An interdisciplinary approach, issue mapping uses data analysis to answer questions like ‘is this topic an issue?’, ‘who are its actors?’ ‘what are its animating concerns?’, and ‘where are the issues happening (in which media, which field sites, which institutional locations)?’

Resisting the assumption that we already ‘know’ the answer to these basic questions, issue mapping online answers them by using techniques of network and textual analysis to detect issue formations in digital networked content.

Online media like the Web and social platforms offer special opportunities for analysing and visualising contemporary issue dynamics for a variety of reasons: because of the wealth of issue traces accessible online; because of the dynamic features of these media; their formatted quality (links, tags); and the possibilities they offer for data visualisation.

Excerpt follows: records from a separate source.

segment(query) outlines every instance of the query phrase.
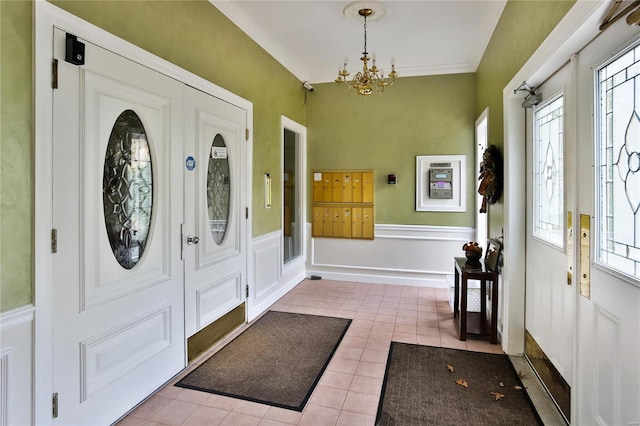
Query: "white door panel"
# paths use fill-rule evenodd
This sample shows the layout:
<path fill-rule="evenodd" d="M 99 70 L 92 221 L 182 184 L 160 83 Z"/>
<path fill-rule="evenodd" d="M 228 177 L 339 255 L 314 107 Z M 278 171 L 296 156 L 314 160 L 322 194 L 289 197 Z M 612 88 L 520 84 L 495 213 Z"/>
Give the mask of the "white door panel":
<path fill-rule="evenodd" d="M 59 88 L 53 95 L 53 227 L 58 230 L 53 388 L 59 401 L 54 422 L 109 424 L 186 362 L 183 182 L 176 160 L 183 156 L 177 143 L 183 86 L 82 42 L 86 63 L 69 64 L 64 61 L 65 33 L 54 31 L 59 63 Z M 128 110 L 139 118 L 144 133 L 125 132 L 124 142 L 113 142 L 112 147 L 122 146 L 125 166 L 118 169 L 118 179 L 107 179 L 107 150 L 110 140 L 116 140 L 112 131 Z M 139 148 L 135 153 L 134 145 Z M 136 160 L 142 157 L 146 160 Z M 152 170 L 145 172 L 150 173 L 148 181 L 141 177 L 147 176 L 141 172 L 144 167 Z M 111 206 L 104 198 L 108 196 L 112 201 L 119 197 L 120 204 Z M 147 207 L 139 207 L 147 202 L 150 216 L 145 216 Z M 115 228 L 105 219 L 113 212 L 107 213 L 105 205 L 117 210 L 116 216 L 127 217 L 120 239 L 113 240 L 115 249 L 107 234 Z M 130 209 L 142 213 L 129 215 Z M 143 242 L 139 236 L 147 229 Z M 132 263 L 121 266 L 123 257 L 118 261 L 116 252 L 126 253 Z"/>
<path fill-rule="evenodd" d="M 636 26 L 628 26 L 624 20 L 620 20 L 579 56 L 578 87 L 581 98 L 577 120 L 577 205 L 579 213 L 591 219 L 591 244 L 590 262 L 586 265 L 590 268 L 590 292 L 587 296 L 577 298 L 577 424 L 640 424 L 640 282 L 637 279 L 624 279 L 596 262 L 598 221 L 595 206 L 598 191 L 593 167 L 598 164 L 599 156 L 594 142 L 597 136 L 594 123 L 594 114 L 597 114 L 594 107 L 597 102 L 594 98 L 594 70 L 629 46 L 632 40 L 637 40 L 639 34 Z M 633 69 L 627 75 L 620 74 L 616 84 L 633 78 L 633 75 Z M 639 78 L 635 77 L 635 80 L 637 91 Z M 638 96 L 635 98 L 638 99 Z M 613 101 L 611 105 L 621 104 Z M 640 104 L 636 101 L 635 111 L 639 109 Z M 628 116 L 625 119 L 624 125 Z M 637 143 L 636 140 L 636 146 Z M 618 173 L 613 171 L 611 178 L 619 179 Z M 637 215 L 636 235 L 640 232 Z M 634 229 L 631 228 L 626 227 L 623 232 L 632 235 Z M 636 246 L 637 241 L 636 237 Z"/>
<path fill-rule="evenodd" d="M 184 246 L 187 336 L 245 300 L 246 116 L 240 107 L 186 88 L 185 149 L 195 168 L 185 171 L 184 232 L 198 241 Z"/>

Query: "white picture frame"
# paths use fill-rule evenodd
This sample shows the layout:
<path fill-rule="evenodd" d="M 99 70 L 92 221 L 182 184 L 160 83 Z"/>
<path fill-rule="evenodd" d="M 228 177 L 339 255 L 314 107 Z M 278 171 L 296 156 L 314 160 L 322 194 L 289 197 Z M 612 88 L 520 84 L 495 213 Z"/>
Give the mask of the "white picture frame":
<path fill-rule="evenodd" d="M 452 197 L 448 199 L 429 196 L 429 169 L 450 164 L 452 170 Z M 416 156 L 416 211 L 465 212 L 467 211 L 467 156 L 466 155 L 417 155 Z"/>

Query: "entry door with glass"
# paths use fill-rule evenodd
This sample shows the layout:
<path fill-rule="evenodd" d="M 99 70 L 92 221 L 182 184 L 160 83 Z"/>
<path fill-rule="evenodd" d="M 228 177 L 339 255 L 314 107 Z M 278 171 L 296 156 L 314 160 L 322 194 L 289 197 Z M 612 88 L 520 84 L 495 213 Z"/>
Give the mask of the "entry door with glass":
<path fill-rule="evenodd" d="M 183 244 L 190 337 L 246 300 L 247 112 L 187 87 L 185 125 Z"/>
<path fill-rule="evenodd" d="M 575 289 L 567 274 L 572 249 L 566 218 L 575 182 L 565 129 L 575 109 L 568 96 L 572 66 L 565 65 L 537 87 L 543 99 L 527 110 L 525 353 L 568 420 Z"/>
<path fill-rule="evenodd" d="M 185 366 L 183 85 L 81 42 L 54 30 L 53 421 L 110 424 Z"/>

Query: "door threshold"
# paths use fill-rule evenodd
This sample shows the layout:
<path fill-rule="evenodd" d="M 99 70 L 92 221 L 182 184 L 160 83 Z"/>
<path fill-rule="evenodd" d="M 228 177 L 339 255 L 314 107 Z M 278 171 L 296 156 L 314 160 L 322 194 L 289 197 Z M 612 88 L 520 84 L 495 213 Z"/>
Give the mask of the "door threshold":
<path fill-rule="evenodd" d="M 523 386 L 545 426 L 567 426 L 568 423 L 531 364 L 523 355 L 509 355 L 513 368 L 521 376 Z"/>

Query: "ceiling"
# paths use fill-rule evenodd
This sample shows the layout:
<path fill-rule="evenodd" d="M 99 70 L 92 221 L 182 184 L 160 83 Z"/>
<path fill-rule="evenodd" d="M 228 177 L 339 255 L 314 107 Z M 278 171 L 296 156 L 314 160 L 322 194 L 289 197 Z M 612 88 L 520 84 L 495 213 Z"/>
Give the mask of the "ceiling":
<path fill-rule="evenodd" d="M 363 23 L 343 15 L 350 1 L 209 1 L 300 81 L 333 81 L 345 57 L 351 75 L 362 67 Z M 368 51 L 385 74 L 394 58 L 400 77 L 475 72 L 505 4 L 387 0 L 367 23 Z"/>

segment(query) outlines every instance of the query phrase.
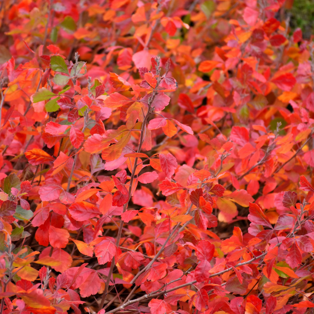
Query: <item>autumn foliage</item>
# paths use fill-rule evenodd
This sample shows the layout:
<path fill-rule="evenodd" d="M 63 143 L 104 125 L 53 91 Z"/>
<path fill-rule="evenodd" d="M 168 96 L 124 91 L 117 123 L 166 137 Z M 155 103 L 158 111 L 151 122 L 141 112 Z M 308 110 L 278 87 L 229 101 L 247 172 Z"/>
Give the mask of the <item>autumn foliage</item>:
<path fill-rule="evenodd" d="M 0 314 L 313 312 L 291 3 L 1 2 Z"/>

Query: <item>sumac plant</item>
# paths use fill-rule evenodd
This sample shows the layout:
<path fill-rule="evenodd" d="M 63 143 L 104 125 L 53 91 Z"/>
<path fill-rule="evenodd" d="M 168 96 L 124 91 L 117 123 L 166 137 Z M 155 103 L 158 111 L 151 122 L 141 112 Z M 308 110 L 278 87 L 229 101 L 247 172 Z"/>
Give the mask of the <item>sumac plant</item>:
<path fill-rule="evenodd" d="M 291 2 L 1 2 L 0 314 L 313 312 Z"/>

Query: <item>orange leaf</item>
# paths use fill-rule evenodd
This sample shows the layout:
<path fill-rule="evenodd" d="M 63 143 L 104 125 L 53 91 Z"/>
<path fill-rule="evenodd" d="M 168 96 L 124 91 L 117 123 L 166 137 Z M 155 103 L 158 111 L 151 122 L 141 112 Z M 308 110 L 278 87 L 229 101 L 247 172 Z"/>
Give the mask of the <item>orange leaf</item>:
<path fill-rule="evenodd" d="M 25 152 L 25 156 L 28 160 L 29 162 L 33 166 L 53 161 L 55 160 L 49 154 L 39 148 L 33 148 Z"/>

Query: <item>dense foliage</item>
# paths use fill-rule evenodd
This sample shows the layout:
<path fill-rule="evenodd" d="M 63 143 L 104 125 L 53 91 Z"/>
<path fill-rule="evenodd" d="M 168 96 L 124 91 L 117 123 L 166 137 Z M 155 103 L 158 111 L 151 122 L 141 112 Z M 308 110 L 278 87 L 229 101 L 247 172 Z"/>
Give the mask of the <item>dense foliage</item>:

Online data tools like Issuecrawler and T-CAT have been developed that take advantage of such medium-specific features of Web and social media content in order to analyse and visualise current affairs.

Over the last decade or so, a range of case studies, reports and writings on issue mapping online has been produced with the aid of these tools by an international community of researchers: the Digital Methods Initiative (University of Amsterdam), Mapping Controversies (Sciences Po Media Lab and partners), the Techno-anthropology group at the UAA-CHP, the govcom.org foundation (Amsterdam), the Public Data Lab and the Centre for Interdisciplinary Methodologiesat the University of Warwick.

This blog offers an introduction to this emerging area of work and provides methodological guidance for the use of issue mapping techniques in social and cultural research.